When running PSA with the variable correlationSw = 0, samples for the probabilities are assigned from two independent Normal distributions – dist_pEradicateRad and dist_pEradicateRadSurg. When running PSA with correlationSw = 1, samples for the probabilities are assigned from two variates of the MultiNormal distribution.

Impact of Correlation on PSA Results

To see the impact of parameter correlation, we can run PSA on the model first without correlation (correlationSw = 0), then with correlation (correlationSw = 1). In this model there is a high correlation between the parameters (0.8), so we expect the probabilities to change in a similar manner from sample to sample.

We specifically look at the ICE Scatter plot to illustrate the impact of parameter uncertainty – first without correlation, then with correlation.

PSA results - ICE Scatterplot with no correlation (correlationSw = 0)

Without correlation, incremental effectiveness variance ranges from around 0.6 to 2.3.

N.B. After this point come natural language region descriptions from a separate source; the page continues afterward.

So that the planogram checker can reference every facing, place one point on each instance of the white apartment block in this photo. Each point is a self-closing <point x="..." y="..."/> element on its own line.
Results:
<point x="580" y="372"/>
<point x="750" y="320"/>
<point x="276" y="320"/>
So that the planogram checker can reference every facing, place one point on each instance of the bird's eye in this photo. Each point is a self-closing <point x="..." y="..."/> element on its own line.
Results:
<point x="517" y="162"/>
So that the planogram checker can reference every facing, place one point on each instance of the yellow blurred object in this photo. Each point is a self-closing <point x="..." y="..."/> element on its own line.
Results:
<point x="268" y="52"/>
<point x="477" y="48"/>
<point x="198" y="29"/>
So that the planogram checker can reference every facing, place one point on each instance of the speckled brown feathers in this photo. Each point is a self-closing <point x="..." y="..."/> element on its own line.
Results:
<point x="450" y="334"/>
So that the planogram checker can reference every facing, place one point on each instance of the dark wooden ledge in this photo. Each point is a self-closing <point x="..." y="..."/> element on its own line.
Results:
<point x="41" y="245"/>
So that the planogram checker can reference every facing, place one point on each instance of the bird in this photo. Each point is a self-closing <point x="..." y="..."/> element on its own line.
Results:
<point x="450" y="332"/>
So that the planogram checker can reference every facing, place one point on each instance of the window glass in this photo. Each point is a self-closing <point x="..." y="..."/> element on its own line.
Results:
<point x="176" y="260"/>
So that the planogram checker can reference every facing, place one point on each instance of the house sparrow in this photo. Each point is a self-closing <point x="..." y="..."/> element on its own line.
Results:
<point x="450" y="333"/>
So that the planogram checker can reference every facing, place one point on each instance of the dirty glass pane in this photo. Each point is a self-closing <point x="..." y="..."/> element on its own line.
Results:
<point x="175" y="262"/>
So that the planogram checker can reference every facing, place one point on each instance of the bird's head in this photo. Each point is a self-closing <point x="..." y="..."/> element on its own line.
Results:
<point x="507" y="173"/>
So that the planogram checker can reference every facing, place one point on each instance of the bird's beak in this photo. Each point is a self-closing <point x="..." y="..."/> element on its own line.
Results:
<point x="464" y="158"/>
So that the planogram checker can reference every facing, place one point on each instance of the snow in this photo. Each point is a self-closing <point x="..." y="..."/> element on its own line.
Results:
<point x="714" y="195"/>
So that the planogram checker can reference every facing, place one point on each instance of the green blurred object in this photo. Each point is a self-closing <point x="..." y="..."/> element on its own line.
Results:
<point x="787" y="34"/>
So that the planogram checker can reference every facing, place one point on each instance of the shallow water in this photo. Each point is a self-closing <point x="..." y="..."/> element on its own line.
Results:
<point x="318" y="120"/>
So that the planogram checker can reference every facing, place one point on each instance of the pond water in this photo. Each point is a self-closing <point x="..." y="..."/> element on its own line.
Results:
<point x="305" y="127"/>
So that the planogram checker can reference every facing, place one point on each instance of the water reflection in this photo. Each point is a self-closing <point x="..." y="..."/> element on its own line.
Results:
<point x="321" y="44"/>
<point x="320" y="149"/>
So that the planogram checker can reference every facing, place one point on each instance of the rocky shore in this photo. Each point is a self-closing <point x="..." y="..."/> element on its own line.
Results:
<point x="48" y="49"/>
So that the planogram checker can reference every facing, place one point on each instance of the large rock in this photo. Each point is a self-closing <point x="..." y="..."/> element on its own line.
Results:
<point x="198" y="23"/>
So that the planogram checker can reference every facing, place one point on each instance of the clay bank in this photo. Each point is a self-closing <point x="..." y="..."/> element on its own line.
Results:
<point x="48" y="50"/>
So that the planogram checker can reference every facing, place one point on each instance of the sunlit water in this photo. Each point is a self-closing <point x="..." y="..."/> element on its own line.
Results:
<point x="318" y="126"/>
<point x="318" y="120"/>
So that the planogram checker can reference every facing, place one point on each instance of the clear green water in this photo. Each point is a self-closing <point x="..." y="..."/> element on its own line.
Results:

PSA results - ICE Scatterplot with correlation (correlationSw = 1)

In the figures above, with correlation, incremental effectiveness variance ranges from around 0.9 to 1.8.

With high correlation between the sampled probabilities, the effectiveness values for the two strategies change together. This reduces the incremental effectiveness between the strategies' results. The reduction in the incremental cost range is less visible because incremental cost is also affected by a separate distribution dist_cSurgery.